I have seen the proof of Fatou lemma lower bound: $\liminf_{n\to\infty}\int f_n \:d\mu\geqslant\int\liminf_{n\to\infty}f_n\:d\mu$

However I would like to prove:$\int f\:d\mu\leqslant\liminf_{n\to\infty}\int f_n\:d\mu$ ::This last equation seems contradictory to me. Thanks in advance!

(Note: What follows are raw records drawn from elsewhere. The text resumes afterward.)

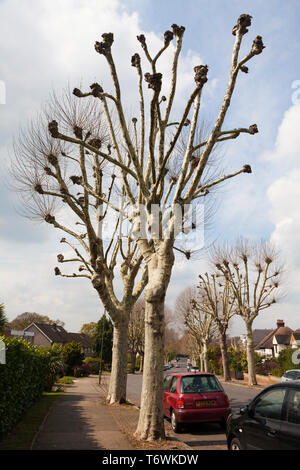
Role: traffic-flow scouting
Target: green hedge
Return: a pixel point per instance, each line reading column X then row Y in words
column 27, row 373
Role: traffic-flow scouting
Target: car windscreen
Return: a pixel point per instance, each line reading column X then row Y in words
column 200, row 384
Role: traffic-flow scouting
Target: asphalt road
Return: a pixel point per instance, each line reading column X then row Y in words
column 205, row 436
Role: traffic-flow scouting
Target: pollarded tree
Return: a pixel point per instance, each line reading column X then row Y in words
column 144, row 151
column 216, row 299
column 253, row 274
column 73, row 188
column 202, row 327
column 3, row 318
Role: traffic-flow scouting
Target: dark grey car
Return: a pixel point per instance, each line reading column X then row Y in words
column 270, row 422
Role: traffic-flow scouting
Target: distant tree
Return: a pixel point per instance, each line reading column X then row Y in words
column 136, row 332
column 104, row 339
column 89, row 329
column 3, row 318
column 172, row 344
column 217, row 300
column 25, row 319
column 254, row 276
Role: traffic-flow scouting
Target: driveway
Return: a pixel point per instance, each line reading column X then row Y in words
column 203, row 436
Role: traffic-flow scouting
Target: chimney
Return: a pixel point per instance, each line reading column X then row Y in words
column 280, row 323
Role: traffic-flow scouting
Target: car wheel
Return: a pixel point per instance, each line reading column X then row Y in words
column 235, row 444
column 174, row 423
column 223, row 423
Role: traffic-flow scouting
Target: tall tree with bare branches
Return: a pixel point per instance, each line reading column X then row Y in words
column 142, row 152
column 202, row 327
column 216, row 299
column 253, row 273
column 72, row 188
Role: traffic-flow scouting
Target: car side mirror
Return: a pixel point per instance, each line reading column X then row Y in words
column 244, row 409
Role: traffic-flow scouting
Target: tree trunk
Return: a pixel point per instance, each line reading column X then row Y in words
column 141, row 363
column 133, row 361
column 225, row 361
column 151, row 420
column 118, row 377
column 250, row 355
column 205, row 358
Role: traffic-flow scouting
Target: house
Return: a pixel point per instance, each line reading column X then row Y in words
column 295, row 339
column 276, row 340
column 257, row 335
column 46, row 335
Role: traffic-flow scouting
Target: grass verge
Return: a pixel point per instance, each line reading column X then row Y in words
column 23, row 434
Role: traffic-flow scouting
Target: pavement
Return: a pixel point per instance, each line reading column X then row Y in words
column 80, row 420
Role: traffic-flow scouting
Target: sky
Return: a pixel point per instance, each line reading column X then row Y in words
column 46, row 44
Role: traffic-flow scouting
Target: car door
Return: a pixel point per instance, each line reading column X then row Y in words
column 171, row 396
column 262, row 426
column 166, row 384
column 290, row 430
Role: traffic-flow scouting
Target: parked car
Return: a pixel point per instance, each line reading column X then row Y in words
column 270, row 422
column 291, row 375
column 194, row 398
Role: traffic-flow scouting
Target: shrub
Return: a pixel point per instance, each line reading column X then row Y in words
column 267, row 367
column 27, row 373
column 72, row 357
column 277, row 372
column 215, row 360
column 94, row 363
column 82, row 371
column 285, row 360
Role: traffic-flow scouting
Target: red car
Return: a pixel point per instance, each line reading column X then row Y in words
column 194, row 398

• Dear Pedro, could you kindly prove some more context? It does seem odd that you're being asked to prove something that is contradictory! – Kenny Wong Apr 13 '17 at 17:00
• @Kenny Wong There was a mistake, I corrected it already. – Pedro Gomes Apr 13 '17 at 17:07
• Just note that $$f = \lim f_n = \liminf f_n.$$ – saz Apr 13 '17 at 17:07
• @saz Is that because the sequence converges from below, right? I mean the $\{f_n\}_{n\in\mathbb{N}}$ sequence. – Pedro Gomes Apr 13 '17 at 17:43
• What exactly do you mean by "convergence from below"? If a sequence $(a_n)_n$ of real numbers converges to some number $a \in \mathbb{R}$ it holds that $$a=\lim_n a_n = \liminf_n a_n.$$ Apply this for $a_n := f_n(x)$. – saz Apr 13 '17 at 17:49

People have been commenting and I appreciate the insight to the point of coming up with an answer myself. I have been able to prove that

$\liminf_{n\in\mathbb{N}}\int f_n\:d\mu\geqslant\int\liminf_{n\in\mathbb{N}} f_n\:d\mu$

As we we know that the sequence of functions $f_n$ converge to $f$, we know that $\limsup_{n\in\mathbb{N}}\:f_n=\liminf_{n\in\mathbb{N}}\:f_n=f$

Once:$\int\liminf_{n\in\mathbb{N}}\:f_n\:d\mu=\int\:f\:d\mu$

Therefore:

$\liminf_{n\in\mathbb{N}}\int f_n\:d\mu\geqslant\int\liminf_{n\in\mathbb{N}} f_n\:d\mu\Leftrightarrow\liminf_{n\in\mathbb{N}}\int f_n\:d\mu\geqslant\int f\:d\mu$

As we wanted.$\blacksquare$

If there is anything wrong with my proof, feel free to point out. Comments are welcomed after all it was I who answered it.